Changes to be Aware of

The Dodd-Frank Wall Street Reform and Consumer Protection Act goes into effect this year. The rule means that qualified mortgages administered by the FHA after Jan. 21 are required to have substantially equal payments. They won’t be eligible for post-payment interest charges or balloon payments. According to HUD, these charges cost homebuyers an estimated $449 million in 2012.

One HUD rule that had been waived will once again go into effect and could have a negative impact on rehabbers. The FHA’s property-flipping rule was first implemented in 2003 with the intention of limiting fraud associated with flipping homes. Under its guidelines, HUD would not insure any loans on homes that had been resold in the last 90 days. While it was intended to protect investors and lenders from losses and reduce higher rates of foreclosure associated with illegal rehabbers, it also harmed legitimate rehabbers. The rule was waived in 2010, but that waiver has now ended. Estate sales, sales by government agencies and homes that are located in areas that have been declared disaster areas are excluded from the rule.

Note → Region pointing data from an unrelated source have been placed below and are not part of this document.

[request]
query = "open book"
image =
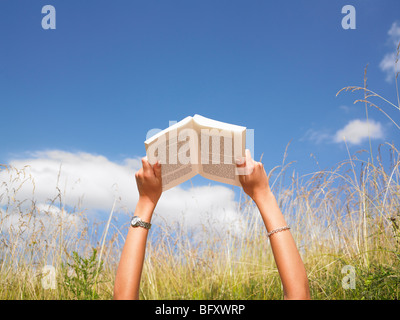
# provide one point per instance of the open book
(197, 145)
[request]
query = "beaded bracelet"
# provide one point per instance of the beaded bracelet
(277, 230)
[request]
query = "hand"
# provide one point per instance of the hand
(148, 180)
(254, 180)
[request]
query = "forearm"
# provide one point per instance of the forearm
(130, 267)
(289, 263)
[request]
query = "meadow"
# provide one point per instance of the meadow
(345, 221)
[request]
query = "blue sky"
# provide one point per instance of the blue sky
(112, 70)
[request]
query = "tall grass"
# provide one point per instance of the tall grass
(346, 216)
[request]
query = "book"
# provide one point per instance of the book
(197, 145)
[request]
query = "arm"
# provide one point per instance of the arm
(290, 266)
(130, 267)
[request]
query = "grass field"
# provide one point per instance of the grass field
(345, 222)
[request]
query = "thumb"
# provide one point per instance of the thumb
(157, 169)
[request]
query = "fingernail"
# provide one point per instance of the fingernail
(239, 160)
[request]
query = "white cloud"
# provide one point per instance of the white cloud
(93, 182)
(388, 63)
(356, 131)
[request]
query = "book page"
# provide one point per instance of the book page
(220, 144)
(177, 150)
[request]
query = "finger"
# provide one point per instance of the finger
(157, 169)
(248, 157)
(146, 165)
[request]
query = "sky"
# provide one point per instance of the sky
(82, 97)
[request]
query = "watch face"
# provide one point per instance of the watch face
(135, 221)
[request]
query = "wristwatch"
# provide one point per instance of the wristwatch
(137, 222)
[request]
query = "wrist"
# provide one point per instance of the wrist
(144, 208)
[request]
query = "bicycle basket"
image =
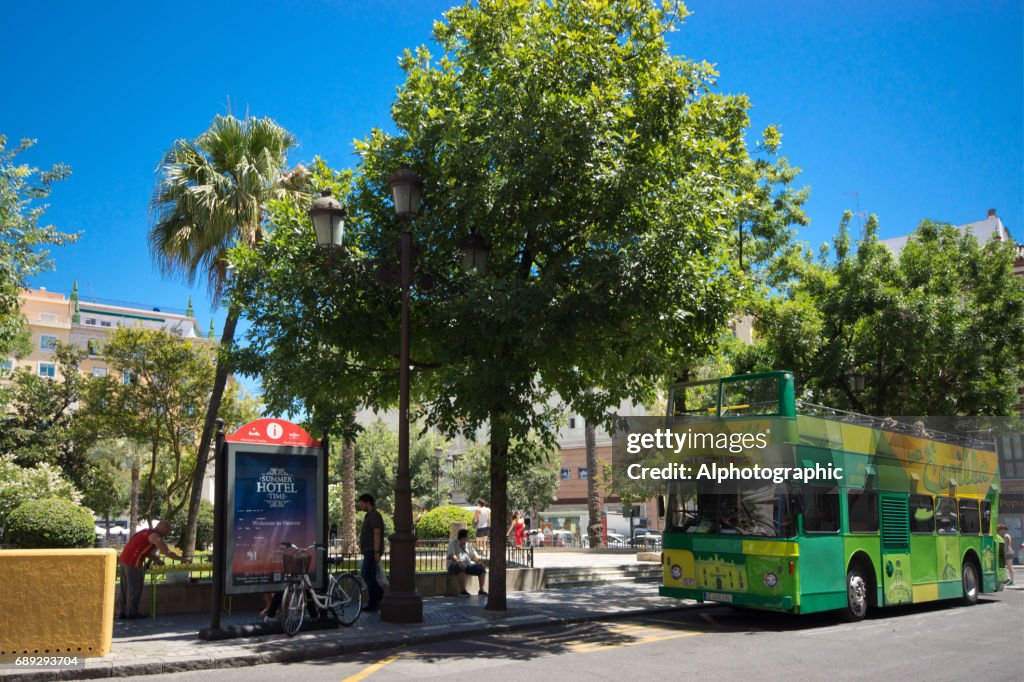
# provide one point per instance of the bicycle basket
(296, 563)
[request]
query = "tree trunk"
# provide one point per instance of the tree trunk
(593, 503)
(348, 534)
(203, 455)
(497, 600)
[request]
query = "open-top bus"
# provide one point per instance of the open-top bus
(911, 520)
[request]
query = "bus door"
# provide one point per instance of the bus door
(894, 517)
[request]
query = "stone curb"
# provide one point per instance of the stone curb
(317, 649)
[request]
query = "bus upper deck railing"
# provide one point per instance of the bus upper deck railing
(893, 425)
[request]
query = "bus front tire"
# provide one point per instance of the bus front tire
(972, 586)
(857, 586)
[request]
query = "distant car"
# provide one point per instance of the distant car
(615, 540)
(647, 538)
(563, 539)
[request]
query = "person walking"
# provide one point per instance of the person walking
(372, 546)
(481, 521)
(1008, 550)
(517, 527)
(146, 545)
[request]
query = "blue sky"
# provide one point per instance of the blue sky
(914, 105)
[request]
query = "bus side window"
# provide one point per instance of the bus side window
(863, 507)
(970, 522)
(922, 514)
(945, 514)
(820, 509)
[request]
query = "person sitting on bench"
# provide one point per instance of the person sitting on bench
(464, 560)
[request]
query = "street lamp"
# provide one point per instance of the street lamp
(329, 220)
(475, 250)
(403, 603)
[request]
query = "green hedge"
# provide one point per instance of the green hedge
(50, 523)
(437, 522)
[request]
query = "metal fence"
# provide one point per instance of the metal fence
(431, 556)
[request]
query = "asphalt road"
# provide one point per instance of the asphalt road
(927, 642)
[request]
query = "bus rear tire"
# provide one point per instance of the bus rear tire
(857, 586)
(972, 586)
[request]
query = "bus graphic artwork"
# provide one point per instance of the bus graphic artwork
(912, 518)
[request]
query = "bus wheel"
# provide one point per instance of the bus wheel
(970, 579)
(856, 594)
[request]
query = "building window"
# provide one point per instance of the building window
(863, 511)
(922, 514)
(970, 524)
(1011, 449)
(945, 515)
(820, 509)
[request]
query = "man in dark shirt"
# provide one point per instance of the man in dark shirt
(372, 546)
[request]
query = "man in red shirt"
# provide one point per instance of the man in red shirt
(143, 545)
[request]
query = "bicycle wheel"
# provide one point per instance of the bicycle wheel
(293, 606)
(346, 599)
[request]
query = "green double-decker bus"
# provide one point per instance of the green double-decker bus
(911, 519)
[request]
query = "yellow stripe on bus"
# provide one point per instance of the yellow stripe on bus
(764, 548)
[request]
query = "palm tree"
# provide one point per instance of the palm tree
(211, 195)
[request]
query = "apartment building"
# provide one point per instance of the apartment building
(86, 322)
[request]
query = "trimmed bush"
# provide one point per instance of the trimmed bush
(50, 523)
(437, 522)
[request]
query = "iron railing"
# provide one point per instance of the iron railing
(431, 556)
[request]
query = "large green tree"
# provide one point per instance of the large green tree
(212, 194)
(44, 422)
(532, 484)
(25, 243)
(608, 179)
(937, 330)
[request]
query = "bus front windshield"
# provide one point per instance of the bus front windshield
(757, 511)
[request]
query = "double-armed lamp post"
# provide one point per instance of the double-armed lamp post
(402, 603)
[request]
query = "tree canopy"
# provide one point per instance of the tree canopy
(608, 179)
(25, 243)
(937, 330)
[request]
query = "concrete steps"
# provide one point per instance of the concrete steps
(590, 577)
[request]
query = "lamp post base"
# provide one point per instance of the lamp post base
(401, 607)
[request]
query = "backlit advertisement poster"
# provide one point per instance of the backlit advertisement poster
(273, 498)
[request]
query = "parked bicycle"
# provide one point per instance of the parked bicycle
(342, 600)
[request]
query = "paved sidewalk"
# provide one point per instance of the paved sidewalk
(170, 644)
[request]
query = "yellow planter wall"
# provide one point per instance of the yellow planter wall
(58, 601)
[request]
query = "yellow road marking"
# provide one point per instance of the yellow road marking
(371, 669)
(597, 646)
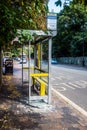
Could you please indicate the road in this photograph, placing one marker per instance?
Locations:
(71, 82)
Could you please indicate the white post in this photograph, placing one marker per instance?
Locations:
(29, 70)
(49, 64)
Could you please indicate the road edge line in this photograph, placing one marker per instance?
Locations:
(78, 108)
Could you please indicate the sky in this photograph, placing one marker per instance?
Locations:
(53, 7)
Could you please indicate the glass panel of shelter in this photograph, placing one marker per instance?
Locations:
(38, 81)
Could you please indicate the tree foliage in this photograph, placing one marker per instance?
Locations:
(71, 31)
(21, 14)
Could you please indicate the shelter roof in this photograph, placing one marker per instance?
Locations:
(39, 35)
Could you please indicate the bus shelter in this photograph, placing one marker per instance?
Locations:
(38, 67)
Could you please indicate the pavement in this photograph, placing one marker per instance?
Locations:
(16, 114)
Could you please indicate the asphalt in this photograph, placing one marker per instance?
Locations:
(17, 114)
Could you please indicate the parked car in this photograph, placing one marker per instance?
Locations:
(23, 60)
(54, 61)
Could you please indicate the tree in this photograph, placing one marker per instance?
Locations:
(71, 31)
(20, 14)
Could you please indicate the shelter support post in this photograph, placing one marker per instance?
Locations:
(49, 67)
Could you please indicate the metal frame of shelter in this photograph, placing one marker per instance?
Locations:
(39, 79)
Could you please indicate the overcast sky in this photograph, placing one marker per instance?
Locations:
(53, 7)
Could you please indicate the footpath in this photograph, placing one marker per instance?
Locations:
(15, 114)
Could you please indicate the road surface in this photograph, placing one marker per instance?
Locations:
(71, 82)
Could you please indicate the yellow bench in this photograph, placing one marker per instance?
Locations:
(42, 85)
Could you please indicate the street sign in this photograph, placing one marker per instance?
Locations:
(52, 21)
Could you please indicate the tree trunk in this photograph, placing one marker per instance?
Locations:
(0, 67)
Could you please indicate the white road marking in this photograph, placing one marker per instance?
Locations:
(73, 84)
(68, 86)
(76, 84)
(78, 108)
(81, 85)
(85, 82)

Another regulatory change was made to help homeowners who participated in short sales. President Barack Obama signed an extension of the Mortgage Debt Relief Act of 2007 into law in December to provide some relief for short sale earnings. The act provides relief to homeowners on short sales performed in 2014, according to the Internal Revenue Service. It means that if a bank sells the property for less than the amount of the mortgage, and the homeowner had received mortgage relief, the difference won’t be counted against them as phantom income.

Regulations Pending

There are still some Consumer Financial Protection Bureau regulations that have yet to be finalized. Until rules have been set, they will continue to loom over the market. One that has been finalized is the integration of the Truth in Lending Act and the Real Estate Settlement Procedures Act. When this “know before you owe” change takes effect on Aug. 1, two required forms and applications will be combined into one in an effort to make the process easier and less consuming for consumers. It also effectively ends same-day approvals and closings by requiring a three-day review period for the HUD-1 form, with review periods to follow any changes that are made during the process.

The Good Faith Estimate and the initial Truth in Lending form will be phased out and replaced by the Loan Estimate, intended to provide consumers with information that will help them understand costs, features and risks associated with the loan in question. HUD-1 and the second TIL will be combined into the Closing Disclosure form intended to help consumers grasp all of the costs of the loan and which lenders must deliver to them at least three days before the loan is completed in order to give them a chance to review the details.

“It is hard to say until we see the new guidelines kick in, but what has happened with heightened regulation over the past number of years is typically there is a period of caution and possibly a tighter application process,” Braun said. “After a learning curve, the lenders and borrowers both become acclimated to the new regulations, and it becomes a normal part of the lending process.”